Dolphin brains show signs of Alzheimer's Disease
"It is very rare to find signs of full-blown Alzheimer's Disease in non-human brains. This is the first time anyone has found such clear evidence of the protein plaques and tangles associated with Alzheimer's Disease in the brain of a wild animal." Humans are also almost unique in living long after they are capable of having children; fertility in both men and women declines sharply around the age of 40, but people can go on to live as long as 110 years. Other animals tend to die shortly after the end of their fertile years. Researchers tested the idea that living long after the end of fertility might be linked to Alzheimer's Disease, by studying the brains of another species which can live long after having offspring: dolphins. They found signs of Alzheimer's Disease in the brains of dolphins which had died after washing up ashore on the Spanish coast.
The team analysed 'plaques' of a protein called beta amyloid in the brains of dolphins, as well as tangles of another protein called tau: these plaques and tangles are signatures of Alzheimer's Disease. The team think that humans and dolphins are near-uniquely susceptible to Alzheimer's Disease because of alterations in how the hormone insulin works in these species. Insulin regulates the levels of sugar in the blood, and sets off a complex chemical cascade known as insulin signalling.
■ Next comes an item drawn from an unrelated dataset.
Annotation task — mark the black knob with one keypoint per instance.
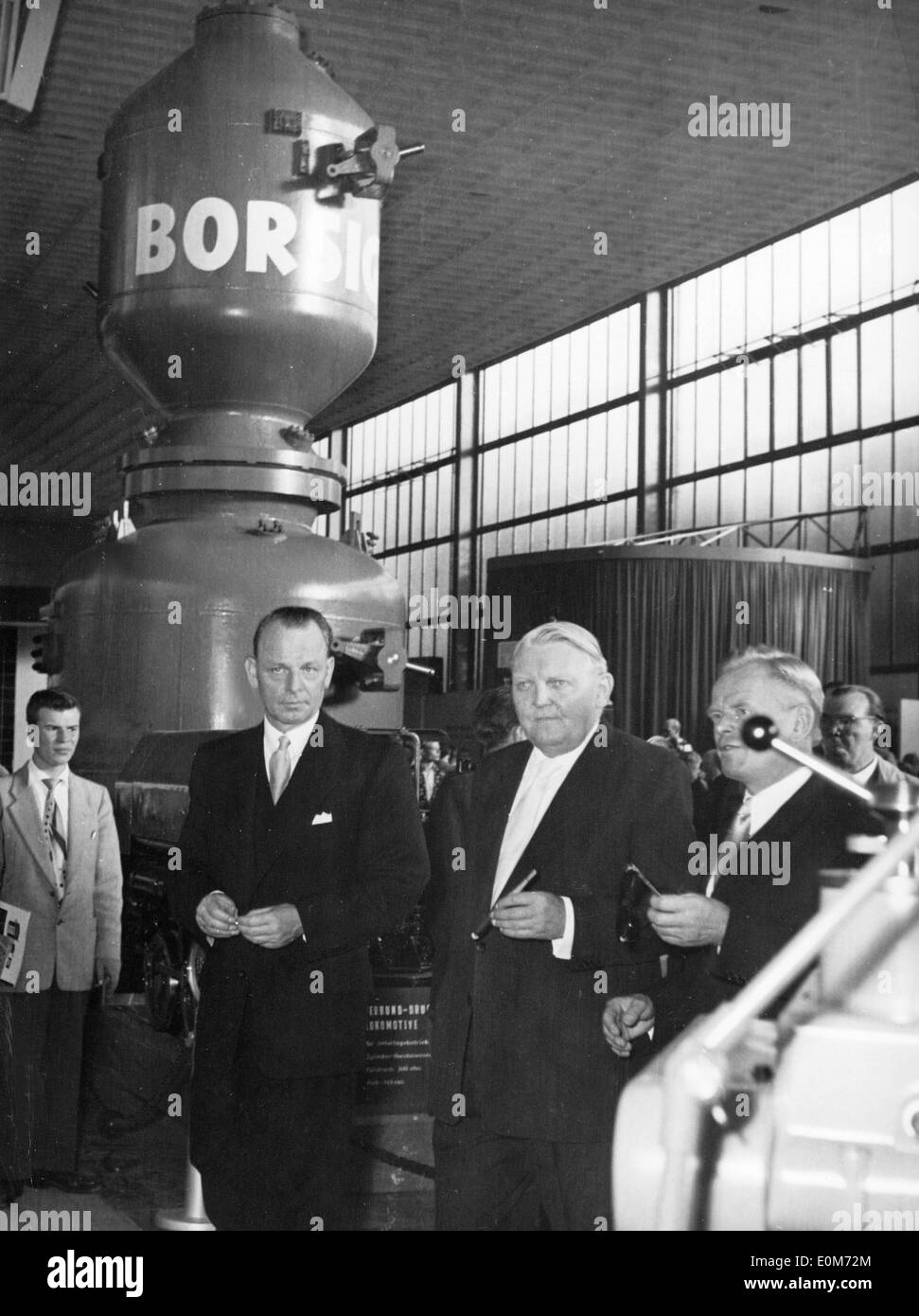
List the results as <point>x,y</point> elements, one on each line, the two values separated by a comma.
<point>759,732</point>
While alterations in insulin signalling can cause diabetes in people and other mammals, previous scientific work also found that extreme calorie restriction in some animals (e.g. mice and fruit flies) altered insulin signalling - and extended the animals' lifespan by up to three times.
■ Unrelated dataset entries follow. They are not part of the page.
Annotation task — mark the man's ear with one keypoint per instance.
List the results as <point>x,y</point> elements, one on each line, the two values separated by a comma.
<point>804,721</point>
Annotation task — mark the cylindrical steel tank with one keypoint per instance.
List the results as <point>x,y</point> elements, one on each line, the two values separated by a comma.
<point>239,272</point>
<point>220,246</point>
"We think that in humans, the insulin signalling has evolved to work in a way similar to that artificially produced by giving a mouse very few calories. That has the effect of prolonging lifespan beyond the fertile years, but it also leaves us open to diabetes and Alzheimer's Disease. Previous work shows that insulin resistance predicts the development of Alzheimer's Disease in people, and people with diabetes are more likely to develop Alzheimer's. But our study suggests that dolphins and orcas (who also have a long post fertility life span) are similar to humans in many ways; they have an insulin signalling system that makes them an interesting model of diabetes, and now we have shown that dolphin brains show signs of Alzheimer's identical to those seen in people."
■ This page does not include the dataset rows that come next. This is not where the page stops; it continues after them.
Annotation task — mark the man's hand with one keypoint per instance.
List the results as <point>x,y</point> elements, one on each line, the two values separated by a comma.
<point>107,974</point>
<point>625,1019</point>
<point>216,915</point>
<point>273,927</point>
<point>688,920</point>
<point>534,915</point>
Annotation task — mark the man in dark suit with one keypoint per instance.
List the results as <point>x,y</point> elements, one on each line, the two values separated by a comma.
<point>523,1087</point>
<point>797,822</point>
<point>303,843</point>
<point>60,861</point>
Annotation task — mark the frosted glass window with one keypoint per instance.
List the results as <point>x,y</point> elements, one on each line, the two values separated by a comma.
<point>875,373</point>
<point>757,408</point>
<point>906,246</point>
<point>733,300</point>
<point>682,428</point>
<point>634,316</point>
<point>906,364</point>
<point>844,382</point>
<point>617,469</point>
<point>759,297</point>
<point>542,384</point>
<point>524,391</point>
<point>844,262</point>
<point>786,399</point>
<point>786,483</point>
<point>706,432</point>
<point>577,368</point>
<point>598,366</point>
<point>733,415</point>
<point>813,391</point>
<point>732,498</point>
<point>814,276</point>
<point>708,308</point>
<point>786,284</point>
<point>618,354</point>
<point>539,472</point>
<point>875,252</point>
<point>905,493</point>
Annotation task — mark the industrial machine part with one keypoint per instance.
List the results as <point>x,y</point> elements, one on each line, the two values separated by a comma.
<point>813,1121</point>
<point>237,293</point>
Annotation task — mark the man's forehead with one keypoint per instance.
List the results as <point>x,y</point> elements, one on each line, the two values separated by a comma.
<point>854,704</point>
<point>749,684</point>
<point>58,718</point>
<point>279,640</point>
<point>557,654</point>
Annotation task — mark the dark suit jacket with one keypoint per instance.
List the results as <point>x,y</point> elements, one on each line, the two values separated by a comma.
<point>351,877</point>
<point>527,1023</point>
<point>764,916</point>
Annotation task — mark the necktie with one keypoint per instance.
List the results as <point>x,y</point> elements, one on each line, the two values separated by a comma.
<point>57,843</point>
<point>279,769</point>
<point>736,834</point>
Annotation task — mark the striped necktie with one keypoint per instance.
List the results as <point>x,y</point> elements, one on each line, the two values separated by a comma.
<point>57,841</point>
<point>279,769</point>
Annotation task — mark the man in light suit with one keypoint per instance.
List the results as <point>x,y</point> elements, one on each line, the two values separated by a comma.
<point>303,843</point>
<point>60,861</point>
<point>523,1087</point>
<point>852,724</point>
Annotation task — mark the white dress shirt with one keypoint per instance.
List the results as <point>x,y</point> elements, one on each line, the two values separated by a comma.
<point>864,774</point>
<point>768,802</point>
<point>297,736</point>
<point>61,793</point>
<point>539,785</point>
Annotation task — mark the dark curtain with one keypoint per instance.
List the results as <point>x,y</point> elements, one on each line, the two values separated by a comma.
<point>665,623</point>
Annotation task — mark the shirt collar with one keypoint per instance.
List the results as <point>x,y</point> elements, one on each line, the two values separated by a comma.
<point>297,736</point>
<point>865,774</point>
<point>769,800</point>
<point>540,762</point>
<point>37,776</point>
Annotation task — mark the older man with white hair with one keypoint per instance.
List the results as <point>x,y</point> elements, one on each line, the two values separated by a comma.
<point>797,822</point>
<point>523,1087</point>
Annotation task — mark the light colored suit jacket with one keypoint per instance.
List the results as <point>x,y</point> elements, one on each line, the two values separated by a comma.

Alzheimer's disease and diabetes mellitus are linked by epidemiology, genetics, and molecular pathogenesis. They may also be linked by the remarkable observation that insulin signaling sets the limits on longevity. In worms, flies, and mice, disrupting insulin signaling increases life span leading to speculation that caloric restriction might extend life span in man. It is our contention that man is already a long-lived organism, specifically with a remarkably high postfertility life span, and that it is this that results in the prevalence of Alzheimer's disease and diabetes. We present novel evidence that Dolphin, like man, an animal with exceptional longevity, might be one of the very few natural models of Alzheimer's disease.